Mongolian lawmakers sidestep foreign mining pact

ULAN BATOR, Mongolia — Mongolia’s parliament, unable to agree on a mining deal, has given the government a freehand to renegotiate terms with Ivanhoe Mines Ltd. and Rio Tinto Ltd. over the long-delayed copper and gold project.

After several days of heated discussions, the Great Hural, as the parliament is known, decided Thursday not to vote on the latest draft investment agreement with the mining companies.

In ordering renewed negotiations, parliament also authorized the government to conclude a deal without further legislative approval. Lawmakers recognized that any agreement would be so complex and fraught with politics that they are unlikely to ever agree on it.

Legislators balked over the complicated details and provisions that would initially cap Mongolia’s share of the massive Oyu Tolgoi mine to 34 percent while exempting the foreign miners from a windfall-profits and customs tax.

Negotiations over Oyu Tolgoi in the southern Gobi desert have sputtered on since 2001 as Mongolia grapples with how best to exploit the impoverished landlocked country’s sizable mineral wealth. The protracted dealmaking has become a test of the government’s willingness to welcome foreign investment and counterbalance the country’s economic dependence on neighbors China and Russia.

“We have been discussing this investment agreement for such a long time now that everybody in Mongolia talks as if they are professional geologists and miners,” said Chuluunbaatar Ochirbat, a lawmaker with the Mongolian People’s Revolutionary Party.

The parliament’s latest order to the government to renegotiate the mining deal comes after lawmakers rejected an agreement in 2005 and a renegotiated pact in December 2008. Parliament also called in April for the government to negotiate better terms for the Mongolian side.

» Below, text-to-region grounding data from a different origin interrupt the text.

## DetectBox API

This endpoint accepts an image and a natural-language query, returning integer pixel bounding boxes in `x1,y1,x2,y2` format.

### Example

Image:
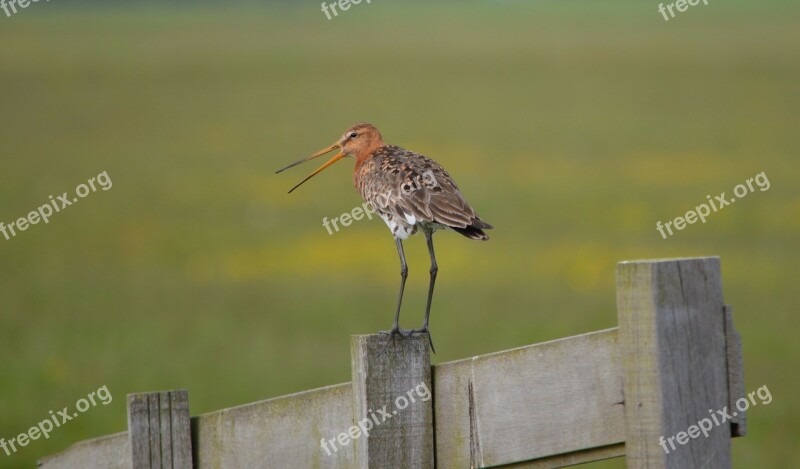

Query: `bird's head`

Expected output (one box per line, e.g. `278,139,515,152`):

Canadian-based Ivanhoe reacted cautiously to parliament’s decision, saying in a statement that it expected to reopen discussions soon and hoped to conclude an agreement.

During their debate, lawmakers noted that delays over an agreement might deter foreign miners and they raised questions about whether Rio Tinto would remain involved.

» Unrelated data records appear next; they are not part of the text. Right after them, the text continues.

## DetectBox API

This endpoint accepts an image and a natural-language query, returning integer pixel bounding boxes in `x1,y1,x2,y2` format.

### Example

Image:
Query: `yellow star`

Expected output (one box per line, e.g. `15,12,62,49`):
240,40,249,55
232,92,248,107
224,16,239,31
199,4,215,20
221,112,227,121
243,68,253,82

The Anglo-Australian mining giant is hitting rocky times with China, one of its largest customers and the likely purchaser of Oyu Tolgoi’s cooper and gold.

Rio Tinto recently rebuffed an investment offer by state-run Aluminum Corp. of China, and Chinese police are holding a senior Rio executive and three other employees on espionage charges related to negotiations on iron ore purchasing prices.